Corporate business focuses on “industrial finance + county economy,” cultivating new growth poles through “county-led targeted initiatives.”
For example, every quarter it coordinates with provincial financial and development offices, tailoring policies to local industry features with a “one policy for each county” approach and reserving targeted lending quotas annually;
Among these, Gongyi, as an industrial powerhouse, receives special support for traditional industry upgrading and major project construction; Jiyuan leverages its duty for northwest Henan regional development, gaining help for coordinated regional growth;
County economies like Xingyang, Zhongmu, and Erqi (new and old city coordination) continue to use products such as “Rural Vitalization Loans” to complement newly signed regions, collectively forming a full-scenario financial service network.

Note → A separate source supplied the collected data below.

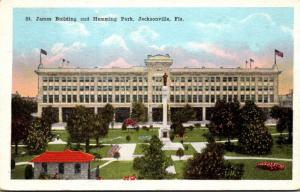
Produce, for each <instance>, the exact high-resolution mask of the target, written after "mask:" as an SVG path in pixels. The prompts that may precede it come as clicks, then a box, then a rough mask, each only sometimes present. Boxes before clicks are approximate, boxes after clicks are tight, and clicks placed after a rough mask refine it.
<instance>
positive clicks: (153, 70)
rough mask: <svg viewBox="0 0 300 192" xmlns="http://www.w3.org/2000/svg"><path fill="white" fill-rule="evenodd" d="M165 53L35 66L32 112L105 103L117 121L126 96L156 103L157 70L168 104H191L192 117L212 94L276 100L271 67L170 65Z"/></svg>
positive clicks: (200, 113) (242, 99)
mask: <svg viewBox="0 0 300 192" xmlns="http://www.w3.org/2000/svg"><path fill="white" fill-rule="evenodd" d="M172 63H173V60H172V59H171V58H170V56H169V55H154V56H152V55H148V57H147V59H145V67H131V68H63V67H61V68H43V67H42V68H39V69H38V70H36V71H35V72H36V73H37V75H38V78H39V84H38V97H37V98H38V115H41V112H42V109H43V108H44V107H47V106H49V105H52V106H53V107H56V108H58V110H59V120H60V121H65V120H66V118H67V115H68V113H69V111H70V110H71V109H72V108H74V107H75V106H76V105H84V106H86V107H88V108H91V109H93V110H94V111H95V113H97V112H98V110H101V108H103V107H104V106H105V105H106V104H107V103H110V104H112V105H113V106H114V107H115V108H116V109H118V110H116V111H117V112H116V116H117V117H118V116H120V117H122V118H117V119H119V121H121V120H123V119H124V118H125V117H127V116H129V114H130V110H131V104H132V102H136V101H141V102H143V103H144V104H145V105H146V106H147V107H148V119H149V121H150V122H152V121H153V120H154V121H156V120H157V119H153V118H152V112H153V111H155V110H158V109H160V108H161V105H162V91H161V89H162V86H163V75H164V73H166V74H167V75H168V81H167V86H168V87H169V99H168V107H169V108H170V109H171V112H172V110H173V109H176V108H179V107H183V106H184V105H186V104H187V103H188V104H189V105H191V106H192V107H194V108H195V110H196V112H197V120H199V121H201V120H206V119H209V116H210V115H209V113H210V108H211V107H213V106H214V104H215V102H216V101H217V100H218V99H224V100H227V101H232V100H234V99H238V100H239V101H240V102H241V103H242V104H243V103H244V102H245V101H246V100H253V101H255V102H256V104H257V105H258V106H259V107H263V108H265V109H268V108H271V107H272V106H273V105H277V104H278V101H279V100H278V76H279V74H280V72H279V71H278V70H277V69H276V68H275V67H273V68H254V69H248V68H222V67H221V68H205V67H202V68H172V67H171V65H172Z"/></svg>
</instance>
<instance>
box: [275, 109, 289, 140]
mask: <svg viewBox="0 0 300 192" xmlns="http://www.w3.org/2000/svg"><path fill="white" fill-rule="evenodd" d="M271 117H272V118H274V119H277V120H278V121H277V124H276V129H277V131H278V132H279V133H280V135H281V137H282V132H283V131H284V130H288V132H289V136H288V141H289V142H288V143H292V133H293V110H292V109H291V108H284V107H279V106H274V107H272V109H271Z"/></svg>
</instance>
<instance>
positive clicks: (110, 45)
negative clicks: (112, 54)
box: [102, 34, 129, 51]
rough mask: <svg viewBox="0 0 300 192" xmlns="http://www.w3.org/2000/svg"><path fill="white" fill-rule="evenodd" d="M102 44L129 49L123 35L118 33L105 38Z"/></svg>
mask: <svg viewBox="0 0 300 192" xmlns="http://www.w3.org/2000/svg"><path fill="white" fill-rule="evenodd" d="M102 45H103V46H107V47H117V48H121V49H124V50H126V51H129V49H128V47H127V45H126V42H125V40H124V39H123V37H122V36H120V35H116V34H113V35H111V36H110V37H108V38H106V39H104V40H103V42H102Z"/></svg>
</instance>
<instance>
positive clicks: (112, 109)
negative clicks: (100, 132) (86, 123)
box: [101, 103, 115, 123]
mask: <svg viewBox="0 0 300 192" xmlns="http://www.w3.org/2000/svg"><path fill="white" fill-rule="evenodd" d="M114 113H115V109H114V107H113V106H112V105H111V104H109V103H108V104H106V105H105V106H104V108H103V110H102V112H101V114H102V117H103V119H105V121H106V122H108V123H112V122H113V120H114Z"/></svg>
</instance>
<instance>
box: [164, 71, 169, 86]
mask: <svg viewBox="0 0 300 192" xmlns="http://www.w3.org/2000/svg"><path fill="white" fill-rule="evenodd" d="M163 78H164V86H167V78H168V75H167V73H165V74H164V75H163Z"/></svg>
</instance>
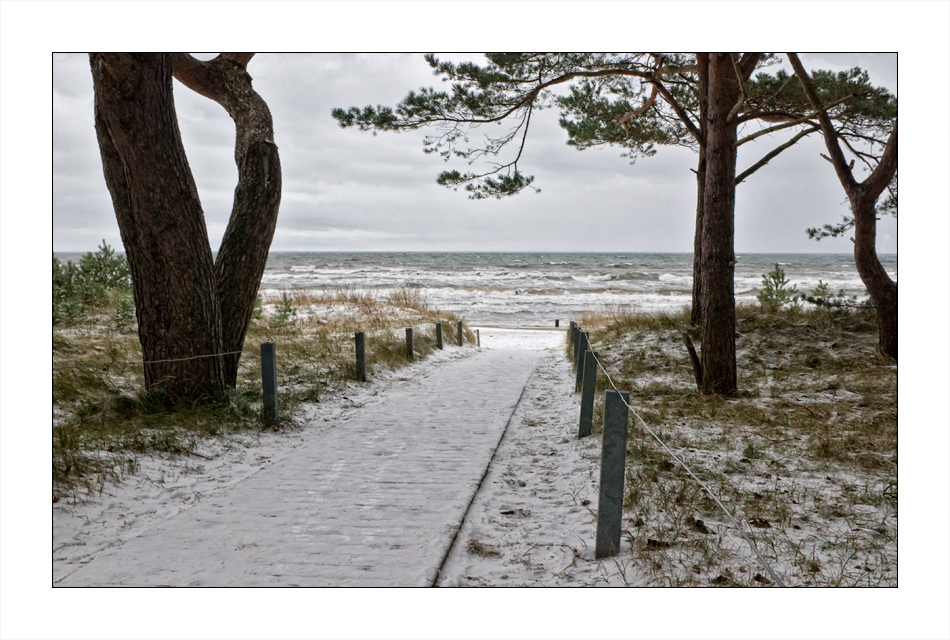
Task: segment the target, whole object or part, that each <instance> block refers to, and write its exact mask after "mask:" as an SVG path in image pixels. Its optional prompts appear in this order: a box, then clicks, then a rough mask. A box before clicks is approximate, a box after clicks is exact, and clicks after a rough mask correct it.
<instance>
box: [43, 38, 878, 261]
mask: <svg viewBox="0 0 950 640" xmlns="http://www.w3.org/2000/svg"><path fill="white" fill-rule="evenodd" d="M202 57H205V58H207V57H210V56H202ZM451 58H453V59H459V60H461V59H471V60H476V61H479V62H481V61H482V60H483V57H482V56H481V55H480V54H471V55H459V54H456V55H454V56H451ZM802 59H803V62H804V63H805V64H806V66H807V67H809V68H810V69H814V68H824V69H832V70H836V71H837V70H842V69H846V68H850V67H852V66H861V67H862V68H864V69H867V70H868V72H869V73H870V75H871V78H872V81H873V82H874V83H875V84H877V85H881V86H884V87H886V88H887V89H889V90H890V91H891V92H894V93H896V91H897V56H896V55H893V54H871V55H868V54H861V55H858V54H816V55H803V56H802ZM248 70H249V72H250V73H251V75H252V76H253V77H254V85H255V88H256V89H257V91H258V92H259V93H260V94H261V96H263V97H264V99H265V100H266V101H267V103H268V104H269V106H270V108H271V110H272V112H273V115H274V124H275V129H276V134H275V137H276V142H277V144H278V147H279V149H280V155H281V165H282V168H283V195H282V199H281V208H280V217H279V219H278V224H277V232H276V234H275V236H274V242H273V245H272V250H275V251H286V250H345V251H377V250H398V251H420V250H440V251H441V250H444V251H469V250H473V251H682V252H689V251H691V250H692V242H693V222H694V214H695V197H696V196H695V192H696V184H695V178H694V175H693V173H692V172H691V169H692V168H694V167H695V164H696V157H695V154H694V153H693V152H691V151H689V150H686V149H679V148H669V147H668V148H660V149H659V151H658V153H657V155H656V156H654V157H652V158H642V159H640V160H638V161H637V163H636V164H635V165H633V166H631V165H630V163H629V161H628V160H626V159H624V158H621V157H620V149H618V148H610V147H608V148H599V149H590V150H586V151H577V150H576V149H573V148H571V147H568V146H567V145H566V144H565V141H566V139H567V138H566V134H565V132H564V131H563V130H562V129H561V128H560V127H559V126H558V124H557V112H556V111H555V110H547V111H544V112H541V113H540V114H538V116H537V117H536V118H535V119H534V122H533V125H532V129H531V131H530V134H529V139H528V144H527V148H526V150H525V153H524V156H523V157H522V160H521V162H520V166H521V167H522V168H523V169H522V170H523V171H525V172H526V173H529V174H532V175H534V176H535V185H536V186H537V187H539V188H540V189H541V193H540V194H534V193H531V192H526V193H522V194H520V195H519V196H516V197H513V198H507V199H504V200H494V199H492V200H487V201H486V200H482V201H471V200H469V199H468V198H467V197H466V193H465V192H464V191H463V190H460V191H457V192H454V191H451V190H449V189H446V188H444V187H440V186H439V185H437V184H436V183H435V178H436V176H437V175H438V173H439V172H441V171H442V170H443V169H444V168H446V166H448V167H455V168H459V169H460V170H463V169H465V165H464V163H462V162H458V163H455V164H453V163H451V162H450V163H449V165H445V163H443V161H442V159H441V158H439V157H437V156H432V155H426V154H424V153H422V142H421V141H422V138H423V136H424V132H421V131H420V132H403V133H380V134H379V135H376V136H374V135H372V134H370V133H361V132H359V131H357V130H355V129H341V128H340V127H339V126H338V125H337V124H336V121H334V120H333V119H332V118H331V117H330V112H331V110H332V109H333V108H334V107H349V106H364V105H367V104H373V105H377V104H381V105H393V106H394V105H395V104H396V103H397V102H399V101H400V100H401V99H402V98H403V97H404V96H405V95H406V93H407V92H408V91H409V90H411V89H418V88H419V87H422V86H433V85H436V84H440V83H441V80H440V79H439V78H437V77H435V76H433V75H432V72H431V70H430V68H429V66H428V65H427V64H426V62H425V61H424V60H423V57H422V55H421V54H350V53H346V54H259V55H258V56H256V57H255V58H254V59H253V60H252V61H251V63H250V65H249V67H248ZM175 103H176V108H177V112H178V118H179V125H180V128H181V134H182V138H183V140H184V144H185V148H186V150H187V153H188V159H189V162H190V164H191V167H192V171H193V172H194V175H195V179H196V182H197V184H198V191H199V194H200V197H201V201H202V204H203V206H204V210H205V216H206V221H207V225H208V233H209V236H210V238H211V243H212V247H213V248H215V249H216V248H217V246H218V244H219V243H220V240H221V236H222V235H223V233H224V229H225V226H226V225H227V220H228V216H229V215H230V210H231V200H232V196H233V189H234V185H235V184H236V182H237V170H236V168H235V166H234V161H233V144H234V127H233V124H232V122H231V120H230V118H229V117H228V115H227V114H226V113H225V111H224V109H222V108H221V107H220V106H218V105H217V104H215V103H214V102H212V101H210V100H208V99H206V98H203V97H201V96H199V95H197V94H195V93H193V92H192V91H190V90H188V89H186V88H185V87H183V86H182V85H181V84H179V83H178V82H177V81H176V82H175ZM53 108H54V117H53V171H54V181H53V196H54V209H53V216H54V217H53V248H54V250H55V251H86V250H92V249H95V247H96V246H97V245H98V244H99V242H100V241H101V240H102V239H105V240H106V241H107V242H109V244H111V245H113V246H116V247H121V240H120V237H119V231H118V226H117V224H116V221H115V216H114V213H113V211H112V204H111V200H110V198H109V194H108V191H107V189H106V186H105V182H104V179H103V176H102V168H101V161H100V158H99V149H98V146H97V142H96V137H95V131H94V125H93V93H92V78H91V75H90V71H89V62H88V58H87V56H86V55H84V54H67V55H55V56H54V58H53ZM492 128H494V127H492ZM783 139H784V138H782V137H777V136H772V137H765V138H763V139H760V140H761V141H757V142H756V143H753V144H749V145H744V146H743V147H742V148H741V149H740V155H739V166H740V170H741V169H742V168H744V167H747V166H749V165H750V164H752V163H753V162H755V161H756V160H758V159H759V158H760V157H761V156H762V155H764V154H765V153H767V152H768V151H769V150H770V149H771V148H773V147H774V146H776V145H777V144H780V143H781V141H782V140H783ZM823 150H824V147H823V143H822V140H821V138H820V136H818V135H815V134H813V135H812V136H811V139H806V140H804V141H802V142H800V143H799V144H798V145H797V146H796V147H795V148H793V149H791V150H789V151H786V152H785V153H783V154H782V155H781V156H779V157H778V158H777V159H775V160H773V161H772V163H771V164H770V165H769V166H768V167H766V168H764V169H761V170H760V171H759V172H757V173H756V174H755V175H754V176H753V177H752V178H751V179H750V180H749V181H747V182H746V183H744V184H742V185H740V186H739V188H738V193H737V203H736V243H735V245H736V250H737V251H738V252H817V251H839V252H850V251H851V243H850V242H849V241H848V239H847V238H841V239H826V240H822V241H821V242H820V243H818V242H815V241H810V240H808V239H807V237H806V234H805V229H806V228H807V227H814V226H820V225H822V224H824V223H834V222H838V221H839V220H840V218H841V216H842V215H843V214H846V213H848V207H847V204H846V200H845V196H844V192H843V191H842V188H841V186H840V185H839V183H838V181H837V178H836V177H835V174H834V171H833V170H832V167H831V165H829V164H828V163H827V162H825V161H824V160H822V159H821V158H820V156H819V153H820V152H821V151H823ZM878 238H879V239H878V250H879V251H881V252H887V253H891V252H896V250H897V242H896V240H897V232H896V221H894V220H893V219H886V220H882V222H881V224H880V228H879V231H878Z"/></svg>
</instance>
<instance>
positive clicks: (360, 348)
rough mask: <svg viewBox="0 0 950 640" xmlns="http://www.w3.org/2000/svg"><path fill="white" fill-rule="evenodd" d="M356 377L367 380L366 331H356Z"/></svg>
mask: <svg viewBox="0 0 950 640" xmlns="http://www.w3.org/2000/svg"><path fill="white" fill-rule="evenodd" d="M356 379H357V380H359V381H360V382H366V333H364V332H363V331H357V332H356Z"/></svg>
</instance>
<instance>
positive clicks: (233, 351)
mask: <svg viewBox="0 0 950 640" xmlns="http://www.w3.org/2000/svg"><path fill="white" fill-rule="evenodd" d="M235 353H244V352H243V351H228V352H227V353H211V354H208V355H206V356H192V357H190V358H172V359H170V360H146V361H145V362H143V363H142V364H157V363H159V362H185V361H186V360H197V359H198V358H217V357H219V356H233V355H234V354H235ZM129 364H138V363H137V362H135V363H132V362H130V363H129Z"/></svg>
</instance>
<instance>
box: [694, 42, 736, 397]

Meanwhile, Bank of Zhengzhou plans to establish a high-quality talent development mechanism, encouraging young cadres to work first in county branches, with priority promotion for outstanding performers;
And it’s adjusting benefits: new Chairman Zhao Fei promises to cut management pay by 10% for two consecutive years, redirecting those resources fully to the grassroots level.
We can see that since 2025, Bank of Zhengzhou’s credit resources have further shifted from real estate to counties:
By the end of the third quarter 2025, the bank’s credit structure kept improving, with real estate lending down nearly 7 billion yuan from the end of 2023, and loans to agriculture/county areas, manufacturing, and green finance growing faster than the bank’s overall pace.
Yet the migration path is by no means smooth.
On one hand, the wounds from real estate have not fully healed, as relevant NPL ratios edged up again in the first half of 2025;
On the other, while county finance is a blue ocean, its high service costs and lack of credit data raise requirements for the bank’s fine-tuned operations and risk pricing. To grow in lower-tier markets, Bank of Zhengzhou must also face direct competition from local rural commercial banks and similar institutions.
Whether the bank can fully shake off the shadow of real estate and accelerate growth in the county market remains to be seen in time.